There could be something to that feeling. Some programs pen new chapters in October. Not Missouri. The Tigers ripped pages from their old book, shoved the spine in a wood chipper and walked from Barnes & Noble bagging a Nook.
The new faces offer a needed upgrade in height and depth. Criswell, Oriakhi and sophomore forward Danny Feldmann – a transfer from Columbia University – all stand at 6-foot-9.
Don't a few calendar flips make a difference? Remember when the Tigers went 30-5 last season, despite size that would keep them off most monster coasters at Six Flags?
"It's communication," Haith said of working with the transfers. "It's spending a lot of time with them – not just about basketball but helping them understand winning, what it takes to win and to trust and all the intangibles. … That's why this summer trip (to Europe in August) – I keep going back to that summer trip – was so important for us to start to establish a team concept. This is what I felt: When somebody did something great, how emotional and excited our guys got and how they weren't afraid to show that excitement. That's part of it – when you give to your teammates and you lift your teammates up. Now, they've got to be that way when there's some adversity."
The whispers have begun. Some have already tossed out the red carpet for Missouri's new kids in the neighborhood. Sporting News, for one, called the group "what might be the best transfer class ever."
Hold that hardware, though. There are issues to confront, chemistry to develop, roles to define. Yes, the meshing process has moved down the tracks, but it's far from a final stop. The new guys know there will be hurdles along the way.
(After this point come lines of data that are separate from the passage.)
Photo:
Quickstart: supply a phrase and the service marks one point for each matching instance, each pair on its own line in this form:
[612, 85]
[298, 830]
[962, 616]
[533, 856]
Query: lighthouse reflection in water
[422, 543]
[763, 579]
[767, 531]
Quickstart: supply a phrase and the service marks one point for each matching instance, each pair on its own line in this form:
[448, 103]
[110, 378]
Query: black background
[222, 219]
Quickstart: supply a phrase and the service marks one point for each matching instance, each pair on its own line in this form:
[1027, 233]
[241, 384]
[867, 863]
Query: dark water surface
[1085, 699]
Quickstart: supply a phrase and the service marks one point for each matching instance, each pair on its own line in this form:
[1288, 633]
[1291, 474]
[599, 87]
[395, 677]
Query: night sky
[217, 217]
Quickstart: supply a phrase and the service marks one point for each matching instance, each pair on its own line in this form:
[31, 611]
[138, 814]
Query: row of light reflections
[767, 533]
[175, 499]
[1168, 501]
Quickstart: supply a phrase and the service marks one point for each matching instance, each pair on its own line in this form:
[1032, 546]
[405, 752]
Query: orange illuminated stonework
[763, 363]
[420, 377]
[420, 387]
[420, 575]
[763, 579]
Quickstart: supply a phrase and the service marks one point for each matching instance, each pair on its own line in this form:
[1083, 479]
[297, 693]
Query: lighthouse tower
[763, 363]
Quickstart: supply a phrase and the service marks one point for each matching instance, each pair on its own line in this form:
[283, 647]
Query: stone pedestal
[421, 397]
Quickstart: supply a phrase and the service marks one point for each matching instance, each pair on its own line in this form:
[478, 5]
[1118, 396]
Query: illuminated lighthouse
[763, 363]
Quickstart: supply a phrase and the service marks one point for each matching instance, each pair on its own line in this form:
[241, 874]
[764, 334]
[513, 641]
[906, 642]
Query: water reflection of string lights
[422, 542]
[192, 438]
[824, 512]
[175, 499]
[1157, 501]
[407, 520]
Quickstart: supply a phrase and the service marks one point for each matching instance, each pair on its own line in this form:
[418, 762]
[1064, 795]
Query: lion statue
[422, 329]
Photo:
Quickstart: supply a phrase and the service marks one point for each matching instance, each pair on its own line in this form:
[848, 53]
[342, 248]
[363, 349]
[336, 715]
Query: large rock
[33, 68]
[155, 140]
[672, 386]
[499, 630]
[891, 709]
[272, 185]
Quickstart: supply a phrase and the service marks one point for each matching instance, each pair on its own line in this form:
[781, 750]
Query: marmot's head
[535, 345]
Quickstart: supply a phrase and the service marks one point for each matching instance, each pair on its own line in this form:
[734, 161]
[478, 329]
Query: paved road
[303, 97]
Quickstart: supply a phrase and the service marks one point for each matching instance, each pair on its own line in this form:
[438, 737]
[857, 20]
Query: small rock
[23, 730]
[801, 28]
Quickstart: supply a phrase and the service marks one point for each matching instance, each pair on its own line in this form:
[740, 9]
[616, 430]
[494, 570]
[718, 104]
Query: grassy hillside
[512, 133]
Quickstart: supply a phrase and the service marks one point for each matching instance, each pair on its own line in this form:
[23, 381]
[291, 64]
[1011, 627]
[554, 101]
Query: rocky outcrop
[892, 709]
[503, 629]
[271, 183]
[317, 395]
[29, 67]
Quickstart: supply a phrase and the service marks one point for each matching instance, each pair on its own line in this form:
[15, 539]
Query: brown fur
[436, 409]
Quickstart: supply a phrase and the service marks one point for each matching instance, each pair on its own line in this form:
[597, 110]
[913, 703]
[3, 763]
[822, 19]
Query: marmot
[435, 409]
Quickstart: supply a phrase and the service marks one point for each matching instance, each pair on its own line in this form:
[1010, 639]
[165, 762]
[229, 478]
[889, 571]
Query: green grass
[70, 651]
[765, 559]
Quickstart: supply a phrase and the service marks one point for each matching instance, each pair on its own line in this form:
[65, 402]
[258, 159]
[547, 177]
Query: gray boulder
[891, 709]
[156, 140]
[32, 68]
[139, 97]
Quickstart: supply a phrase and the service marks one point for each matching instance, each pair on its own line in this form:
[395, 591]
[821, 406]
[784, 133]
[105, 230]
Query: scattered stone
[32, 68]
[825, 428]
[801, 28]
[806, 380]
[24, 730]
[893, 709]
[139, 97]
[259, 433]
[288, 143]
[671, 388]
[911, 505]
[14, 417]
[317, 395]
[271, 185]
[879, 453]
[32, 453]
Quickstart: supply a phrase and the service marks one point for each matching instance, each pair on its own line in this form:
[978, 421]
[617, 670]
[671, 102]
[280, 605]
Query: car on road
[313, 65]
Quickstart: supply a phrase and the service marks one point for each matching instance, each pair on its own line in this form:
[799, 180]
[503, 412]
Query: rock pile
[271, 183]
"I think it will be wondering guys' tendencies, where guys like to see the ball, strengths and weaknesses," Brown said of the challenges. "I think it's going to take some time. We're going to have to get out there in some actual games and go through that. I think we're getting there."
What pops the most about the new toys?
"They're all really skilled," said Dixon, before he was suspended indefinitely last Friday. "They're great players. They've played at a high level at other places – outside of Jabari. But Jabari's a Jordan All-American, so that just tells you the caliber of player that people think he is. … Alex, Earnest, Keion are all experienced. They know what it takes. They just work hard. I think we all just feed off each other."
So don't be stunned if Missouri continues its magic from last year. Names change, introductions are made, lofty goals stay constant.
There are fresh legs at Mizzou Arena this winter … and they are ready to run.